Many methods to produce hydrate reservoirs have been proposed in the last three decades. Thermal stimulation and injection of thermodynamic hydrate inhibitors are just two examples of methods which have seen reduced attention due to their high cost. However, different methods for producing hydrates are not evaluated thermodynamically prior to planning expensive experiments or pilot tests. This can be due to lack of a thermodynamic toolbox for the purpose. Another challenge is the lack of focus on the limitations of the hydrate phase transition itself. The interface between hydrate and liquid water is a kinetic bottle neck. Reducing pressure does not address this problem. An injection of CO2 will lead to the formation of a new CO2 hydrate. This hydrate formation is an efficient heat source for dissociating hydrate since heating breaks the hydrogen bonds, directly addressing the problem of nano scale kinetic limitation. Adding limited amounts of N2 increases the permeability of the injection gas. The addition of surfactant increases gas/water interface dynamics and promotes heterogeneous hydrate formation.
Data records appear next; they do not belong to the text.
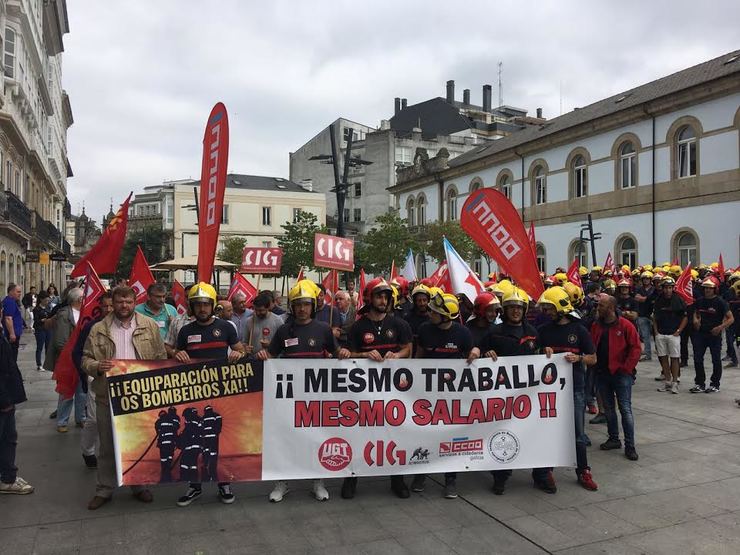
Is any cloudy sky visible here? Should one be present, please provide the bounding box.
[63,0,740,219]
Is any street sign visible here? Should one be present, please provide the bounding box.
[239,247,283,274]
[313,233,355,272]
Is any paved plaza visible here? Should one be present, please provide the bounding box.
[0,336,740,555]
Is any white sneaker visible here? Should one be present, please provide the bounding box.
[270,481,290,503]
[313,480,329,501]
[0,476,33,495]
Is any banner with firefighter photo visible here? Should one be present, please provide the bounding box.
[108,359,263,485]
[262,354,576,480]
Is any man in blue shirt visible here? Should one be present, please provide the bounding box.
[3,283,23,361]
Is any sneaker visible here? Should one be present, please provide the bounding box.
[313,480,329,501]
[218,484,236,505]
[533,470,558,493]
[82,454,98,469]
[177,487,203,507]
[444,478,457,499]
[578,469,599,491]
[599,438,622,451]
[270,481,290,503]
[411,474,426,493]
[588,413,606,424]
[0,476,33,495]
[391,476,411,499]
[342,478,357,499]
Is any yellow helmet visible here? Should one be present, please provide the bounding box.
[288,279,321,308]
[537,285,573,314]
[188,281,218,306]
[429,293,460,320]
[563,281,583,308]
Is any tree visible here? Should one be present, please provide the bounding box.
[278,210,329,276]
[116,226,165,279]
[420,220,483,262]
[217,237,247,266]
[355,211,418,277]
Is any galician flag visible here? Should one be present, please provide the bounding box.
[443,237,485,302]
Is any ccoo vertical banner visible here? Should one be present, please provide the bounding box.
[198,102,229,283]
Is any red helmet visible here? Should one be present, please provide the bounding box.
[391,276,409,297]
[473,291,501,318]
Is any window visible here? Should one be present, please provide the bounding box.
[619,141,637,189]
[445,186,457,220]
[617,237,637,268]
[3,27,15,79]
[675,231,699,268]
[416,195,427,225]
[676,125,696,178]
[573,155,588,198]
[536,243,546,272]
[534,166,547,204]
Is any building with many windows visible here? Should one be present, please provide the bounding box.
[390,51,740,272]
[0,0,73,295]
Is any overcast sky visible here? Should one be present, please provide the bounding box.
[63,0,740,220]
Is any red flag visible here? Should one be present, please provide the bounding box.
[460,188,544,299]
[567,258,583,289]
[128,245,155,304]
[53,262,105,399]
[676,262,694,306]
[226,272,259,306]
[171,280,188,316]
[70,193,133,277]
[198,102,229,283]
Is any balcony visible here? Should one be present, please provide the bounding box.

In this work we demonstrate a residual thermodynamic scheme that allows thermodynamic analysis of different routes for hydrate formation and dissociation. We demonstrate that 20 moles per N2 added to the CO2 is thermodynamically feasible for generating a new hydrate into the pores. When N2 is added, the available hydrate formation enthalpy is reduced as compared to pure CO2, but is still considered sufficient. Up to 3 mole percent ethanol in the free pore water is also thermodynamically feasible. The addition of alcohol will not greatly disturb the ability to form new hydrate from the injection gas. Homogeneous hydrate formation from dissolved CH4 and/or CO2 is limited in amount and not important. However, the hydrate stability limits related to concentration of hydrate former in surrounding water are important. Mineral surfaces can act as hydrate promotors through direct adsorption, or adsorption in water that is structured by mineral surface charges. These aspects will be quantified in a follow-up paper, along with kinetic modelling based on thermodynamic modelling in this work.